Spotify is by far one of my all-time guilty pleasures. I discovered it a couple years back while still staying truly devoted to a few different music streaming sites. What sets Spotify apart from the likes of Pandora, for instance, is the abundance of tracks, artists and albums to choose from and the ability to play any song of your choice when the account is updated to premium. The number one thing that makes my commute all the more enjoyable is the stream of all my favorite music, given that my moods switch out faster than the fellow bus or train passengers, I am free to play whatever I feel.
Numerically, the music app offers over 30 million songs, ranging from all types of genres, offered across 58 countries; it’s free for users, with advertisements, or charges $10 a month for an updated premium feature, which allows the user to skip tracks, use the app without interruptions and continue to use it on a mobile device offline. However, recent financial data shows that over the past year, the company has lost $197 million. It’s a huge decrease – as it is triple the amount from 2013 when the company lost an estimated $68 million – despite accruing an estimated $1.3 billion in revenue last year. Spotify hopes to entice more advertising and bring in more money through the stream of videos, as it blames the concept of licensing and expansion to be the predominant cause of the financial losses. The app has over 60 million users, 25% of which are premium users who pay a monthly fee, but it hasn’t been enough to reverse the tide of cash flow.

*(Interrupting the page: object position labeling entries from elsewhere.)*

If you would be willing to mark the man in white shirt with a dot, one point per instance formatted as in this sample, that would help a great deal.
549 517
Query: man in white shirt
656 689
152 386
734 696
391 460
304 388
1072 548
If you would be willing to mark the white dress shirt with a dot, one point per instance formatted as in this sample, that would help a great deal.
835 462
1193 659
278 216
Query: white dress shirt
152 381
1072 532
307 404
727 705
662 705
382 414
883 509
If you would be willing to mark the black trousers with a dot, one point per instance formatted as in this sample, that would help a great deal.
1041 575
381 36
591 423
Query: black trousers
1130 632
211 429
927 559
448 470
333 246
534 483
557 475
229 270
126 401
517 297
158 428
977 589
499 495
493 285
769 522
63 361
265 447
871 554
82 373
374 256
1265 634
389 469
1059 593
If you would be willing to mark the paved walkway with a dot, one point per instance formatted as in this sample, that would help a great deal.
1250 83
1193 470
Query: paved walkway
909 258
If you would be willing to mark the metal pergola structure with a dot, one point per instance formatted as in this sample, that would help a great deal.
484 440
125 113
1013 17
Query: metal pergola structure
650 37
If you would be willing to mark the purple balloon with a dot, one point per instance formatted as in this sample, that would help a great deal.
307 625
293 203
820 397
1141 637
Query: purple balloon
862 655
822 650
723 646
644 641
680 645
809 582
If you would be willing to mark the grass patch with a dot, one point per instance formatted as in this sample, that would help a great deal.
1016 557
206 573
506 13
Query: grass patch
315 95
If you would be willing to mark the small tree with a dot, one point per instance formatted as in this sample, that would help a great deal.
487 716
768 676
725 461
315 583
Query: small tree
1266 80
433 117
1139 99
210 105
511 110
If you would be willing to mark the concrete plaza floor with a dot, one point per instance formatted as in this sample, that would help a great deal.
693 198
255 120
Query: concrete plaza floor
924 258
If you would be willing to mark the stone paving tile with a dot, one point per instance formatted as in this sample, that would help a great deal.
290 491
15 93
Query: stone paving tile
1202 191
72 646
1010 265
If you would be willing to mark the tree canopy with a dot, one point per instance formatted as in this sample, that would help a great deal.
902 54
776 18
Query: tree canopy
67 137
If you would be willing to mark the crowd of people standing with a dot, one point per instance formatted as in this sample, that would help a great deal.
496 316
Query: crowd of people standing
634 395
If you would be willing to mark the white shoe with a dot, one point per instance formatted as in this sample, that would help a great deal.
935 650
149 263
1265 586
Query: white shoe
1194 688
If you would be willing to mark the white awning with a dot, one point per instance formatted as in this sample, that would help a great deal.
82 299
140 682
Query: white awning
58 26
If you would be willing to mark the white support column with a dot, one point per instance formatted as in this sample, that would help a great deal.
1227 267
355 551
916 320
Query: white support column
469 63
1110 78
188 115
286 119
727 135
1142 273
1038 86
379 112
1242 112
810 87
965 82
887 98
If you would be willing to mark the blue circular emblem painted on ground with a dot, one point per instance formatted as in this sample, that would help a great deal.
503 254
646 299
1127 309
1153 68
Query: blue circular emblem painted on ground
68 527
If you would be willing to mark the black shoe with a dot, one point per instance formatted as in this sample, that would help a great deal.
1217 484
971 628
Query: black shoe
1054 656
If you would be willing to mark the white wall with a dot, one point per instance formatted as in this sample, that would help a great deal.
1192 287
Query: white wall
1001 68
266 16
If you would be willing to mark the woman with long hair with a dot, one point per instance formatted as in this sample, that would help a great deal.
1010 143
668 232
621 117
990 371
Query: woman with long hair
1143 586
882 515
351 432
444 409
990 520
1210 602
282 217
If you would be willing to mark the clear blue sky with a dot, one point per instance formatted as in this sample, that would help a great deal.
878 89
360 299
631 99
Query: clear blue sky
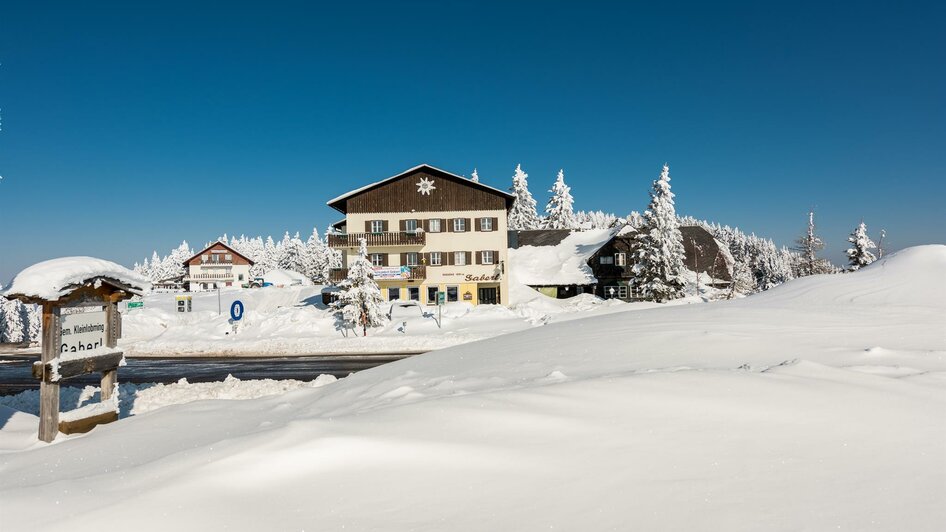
128 128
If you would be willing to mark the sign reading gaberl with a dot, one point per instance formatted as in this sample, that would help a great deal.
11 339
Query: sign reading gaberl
82 332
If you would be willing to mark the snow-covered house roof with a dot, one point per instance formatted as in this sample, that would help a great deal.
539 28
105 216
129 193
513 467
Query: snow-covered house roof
564 263
338 203
217 243
280 277
53 279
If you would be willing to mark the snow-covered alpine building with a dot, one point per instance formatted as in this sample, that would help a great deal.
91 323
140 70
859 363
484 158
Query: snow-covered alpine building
428 231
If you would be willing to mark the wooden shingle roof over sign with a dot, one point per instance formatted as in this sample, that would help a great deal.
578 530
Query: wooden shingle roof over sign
69 278
423 188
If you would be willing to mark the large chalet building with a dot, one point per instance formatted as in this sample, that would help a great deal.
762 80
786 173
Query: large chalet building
428 231
216 266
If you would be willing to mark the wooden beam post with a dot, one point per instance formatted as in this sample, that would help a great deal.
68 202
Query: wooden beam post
48 390
112 324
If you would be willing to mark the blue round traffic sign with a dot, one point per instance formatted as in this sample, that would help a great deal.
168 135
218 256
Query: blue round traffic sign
236 310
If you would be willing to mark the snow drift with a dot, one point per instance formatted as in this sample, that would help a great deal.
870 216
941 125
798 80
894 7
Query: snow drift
815 406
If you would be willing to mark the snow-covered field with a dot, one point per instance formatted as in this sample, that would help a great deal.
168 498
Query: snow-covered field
293 321
817 405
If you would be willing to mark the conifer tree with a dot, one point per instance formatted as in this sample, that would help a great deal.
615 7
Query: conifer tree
522 215
859 255
809 245
658 245
319 263
560 213
360 302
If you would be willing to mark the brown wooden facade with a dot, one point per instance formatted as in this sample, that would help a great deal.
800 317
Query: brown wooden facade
399 194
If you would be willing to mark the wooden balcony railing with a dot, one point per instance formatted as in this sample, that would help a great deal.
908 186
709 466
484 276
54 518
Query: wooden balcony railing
415 273
351 240
209 277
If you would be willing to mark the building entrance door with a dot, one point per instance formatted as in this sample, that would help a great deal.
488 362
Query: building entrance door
488 296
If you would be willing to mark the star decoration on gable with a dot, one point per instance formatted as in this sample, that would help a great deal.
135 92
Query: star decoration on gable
425 186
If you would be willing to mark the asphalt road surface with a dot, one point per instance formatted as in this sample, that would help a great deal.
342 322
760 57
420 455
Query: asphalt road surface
16 376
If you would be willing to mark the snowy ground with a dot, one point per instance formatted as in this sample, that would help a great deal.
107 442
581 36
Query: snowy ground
817 405
293 321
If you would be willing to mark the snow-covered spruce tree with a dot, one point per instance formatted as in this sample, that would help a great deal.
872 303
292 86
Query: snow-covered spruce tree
318 265
522 215
560 213
658 246
360 302
809 245
859 254
292 254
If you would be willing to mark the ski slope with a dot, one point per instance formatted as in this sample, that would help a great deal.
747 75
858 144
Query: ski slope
817 405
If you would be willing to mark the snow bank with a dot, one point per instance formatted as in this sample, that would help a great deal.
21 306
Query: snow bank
54 278
753 414
562 264
136 399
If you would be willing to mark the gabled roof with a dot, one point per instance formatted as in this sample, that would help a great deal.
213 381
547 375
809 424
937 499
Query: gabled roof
338 203
235 252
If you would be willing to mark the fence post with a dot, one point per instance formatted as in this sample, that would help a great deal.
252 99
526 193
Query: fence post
48 390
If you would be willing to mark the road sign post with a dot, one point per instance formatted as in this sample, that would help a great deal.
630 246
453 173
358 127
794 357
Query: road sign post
236 313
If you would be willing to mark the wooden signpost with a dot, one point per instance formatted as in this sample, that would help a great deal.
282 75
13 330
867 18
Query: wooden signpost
78 343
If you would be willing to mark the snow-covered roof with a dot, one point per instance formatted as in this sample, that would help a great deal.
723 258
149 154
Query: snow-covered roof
52 279
217 243
347 195
562 264
280 277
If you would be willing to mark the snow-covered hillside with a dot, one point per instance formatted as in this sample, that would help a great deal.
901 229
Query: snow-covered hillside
818 405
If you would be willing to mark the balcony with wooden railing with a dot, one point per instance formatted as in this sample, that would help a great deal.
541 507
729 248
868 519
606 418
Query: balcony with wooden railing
351 240
416 273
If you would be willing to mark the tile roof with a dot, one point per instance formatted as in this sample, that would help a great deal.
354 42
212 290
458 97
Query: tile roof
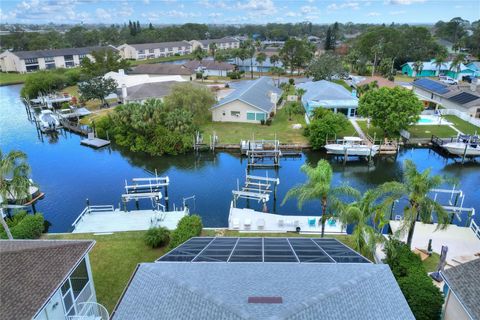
255 93
162 69
32 270
158 45
172 290
58 52
464 281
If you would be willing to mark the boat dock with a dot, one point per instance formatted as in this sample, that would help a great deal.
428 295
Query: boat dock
106 219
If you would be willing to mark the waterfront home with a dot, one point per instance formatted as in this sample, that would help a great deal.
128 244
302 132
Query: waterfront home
462 98
143 51
164 69
462 291
46 279
223 43
328 95
430 69
26 61
209 67
251 102
262 278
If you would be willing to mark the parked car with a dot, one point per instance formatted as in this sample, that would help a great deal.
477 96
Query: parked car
448 80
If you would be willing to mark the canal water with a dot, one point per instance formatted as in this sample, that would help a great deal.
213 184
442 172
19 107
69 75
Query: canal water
69 173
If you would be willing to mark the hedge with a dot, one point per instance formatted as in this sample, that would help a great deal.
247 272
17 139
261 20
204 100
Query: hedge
30 227
187 227
423 297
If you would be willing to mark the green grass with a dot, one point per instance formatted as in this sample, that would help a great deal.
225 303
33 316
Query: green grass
422 131
233 132
12 78
114 258
462 125
431 262
161 59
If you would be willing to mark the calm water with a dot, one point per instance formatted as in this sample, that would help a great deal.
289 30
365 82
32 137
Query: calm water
69 173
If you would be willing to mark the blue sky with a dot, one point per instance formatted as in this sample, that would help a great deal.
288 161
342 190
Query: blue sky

Some artists do not see the point of their music streaming live on the app as they find it incompatible with their deserved compensation and while you may find a lot of the music you wish to listen to, or perhaps create a throwback playlist, some mainstream artists like Taylor Swift, have pulled off their music as a form of rebellion for not being properly reimbursed.
The coming months will prove challenging to the streaming service which, even though it is leaps ahead of other streaming competitors, continues to hemorrhage revenue.